Stubborn. That was familiar.

- As I said you can try.

- Just fucking tell me already!

Swearing eh? All right then.

- Well maybe Brown could tickle him under the belt. He always copes like that and he looked quite fascinated with her earlier.

There, done.

- PIG.

Draco chuckled. He didn't know if her short answer was amused or really insulting but he knew for a fact that when she was angry she had a tendency to speak way too many words. So maybe she'd found it funny.

- Who? Me or him?

- The both of you. You can't cure everything by shagging.

Shagging? Not so uptight after all. If it wasn't for the certainty that his magic worked he would have thought someone else was writing.

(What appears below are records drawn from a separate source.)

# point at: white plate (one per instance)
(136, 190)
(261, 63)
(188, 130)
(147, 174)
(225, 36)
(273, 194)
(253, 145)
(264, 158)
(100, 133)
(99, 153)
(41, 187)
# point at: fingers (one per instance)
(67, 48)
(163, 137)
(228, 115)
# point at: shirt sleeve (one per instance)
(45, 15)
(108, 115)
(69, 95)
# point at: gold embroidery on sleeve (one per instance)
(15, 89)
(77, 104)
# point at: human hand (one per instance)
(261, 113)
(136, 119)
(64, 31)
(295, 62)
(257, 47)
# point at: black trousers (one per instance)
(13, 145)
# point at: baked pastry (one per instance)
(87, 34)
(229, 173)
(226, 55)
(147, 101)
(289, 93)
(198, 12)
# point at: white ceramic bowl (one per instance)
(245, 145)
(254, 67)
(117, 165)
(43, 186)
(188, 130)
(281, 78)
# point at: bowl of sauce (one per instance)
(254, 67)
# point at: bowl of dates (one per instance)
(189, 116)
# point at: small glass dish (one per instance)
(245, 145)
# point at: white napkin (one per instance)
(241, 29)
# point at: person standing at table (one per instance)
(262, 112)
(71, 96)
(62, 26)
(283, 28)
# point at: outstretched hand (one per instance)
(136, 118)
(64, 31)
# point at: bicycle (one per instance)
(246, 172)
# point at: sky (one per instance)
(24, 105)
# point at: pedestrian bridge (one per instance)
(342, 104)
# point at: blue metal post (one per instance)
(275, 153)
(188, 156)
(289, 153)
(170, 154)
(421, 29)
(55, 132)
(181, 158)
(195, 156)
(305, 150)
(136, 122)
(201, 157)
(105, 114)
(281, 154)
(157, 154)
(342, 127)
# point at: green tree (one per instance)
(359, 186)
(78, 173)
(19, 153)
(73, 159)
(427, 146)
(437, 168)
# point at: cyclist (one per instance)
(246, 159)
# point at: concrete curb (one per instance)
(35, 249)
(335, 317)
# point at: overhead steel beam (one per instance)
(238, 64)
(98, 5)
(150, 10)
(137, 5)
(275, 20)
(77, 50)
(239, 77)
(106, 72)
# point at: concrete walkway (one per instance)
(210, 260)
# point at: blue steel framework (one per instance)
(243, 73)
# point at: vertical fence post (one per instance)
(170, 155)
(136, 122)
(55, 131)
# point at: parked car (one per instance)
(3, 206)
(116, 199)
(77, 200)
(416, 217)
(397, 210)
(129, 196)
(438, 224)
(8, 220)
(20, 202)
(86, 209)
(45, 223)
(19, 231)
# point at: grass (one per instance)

- Shagging? I never used such a dirty word Granger. I said tickle. Here I thought Gryffindors were all pure. My mistake.

- Never presume anything about a Gryffindor Malfoy, you might find yourself badly surprised.

- I'll keep that in mind then. And the fact that, how did you say? The "bushy-haired book-worm" has a dirty mind. Seriously, just keep him company, let him annoy you a bit and it'll be fine until I'm back.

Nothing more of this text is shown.